At the Shenandoah Conservatory of Music, Mac Wiseman studied speech and radio, and emerged with skills that led to his ascent as a musician, a broadcaster, and on-air personality. He made his studio debut as a bass player in 1946, on records that the famed Art Satherley produced for Mollie O’Day. Soon, Wiseman was performing with Lester Flatt and Earl Scruggs, before working as Bill Monroe’s lead singer in the Blue Grass Boys.
In 1951, he recorded “’Tis Sweet to Be Remembered” for Dot Records, launching a solo career that took him across the world. He also helped found the Country Music Association, served as a record label chief, and recorded with a cross-genre array of artists including songwriting heroes Merle Haggard and John Prine, Rock and Roll Hall of Fame member Duane Eddy, and big band leader Woody Herman.
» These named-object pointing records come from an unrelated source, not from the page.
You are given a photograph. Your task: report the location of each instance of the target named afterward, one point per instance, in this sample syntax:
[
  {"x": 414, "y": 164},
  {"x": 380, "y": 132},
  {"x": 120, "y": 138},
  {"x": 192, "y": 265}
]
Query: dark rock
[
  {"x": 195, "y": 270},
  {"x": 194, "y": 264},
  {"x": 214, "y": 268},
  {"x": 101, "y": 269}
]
In a conversation, peppered with audio and video clips and Wiseman’s shining humor, he details his experiences.
The program concludes with Grammy-nominated songwriter and guitarist Thomm Jutz joining Wiseman for renditions of “Blue Ridge Mountain Blues,” “I Heard My Mother Call My Name in Prayer” (these first two songs from Wiseman’s “Songs From My Mother’s Hand” album) and classics “Jimmy Brown, the Newsboy” and “’Tis Sweet to Be Remembered.”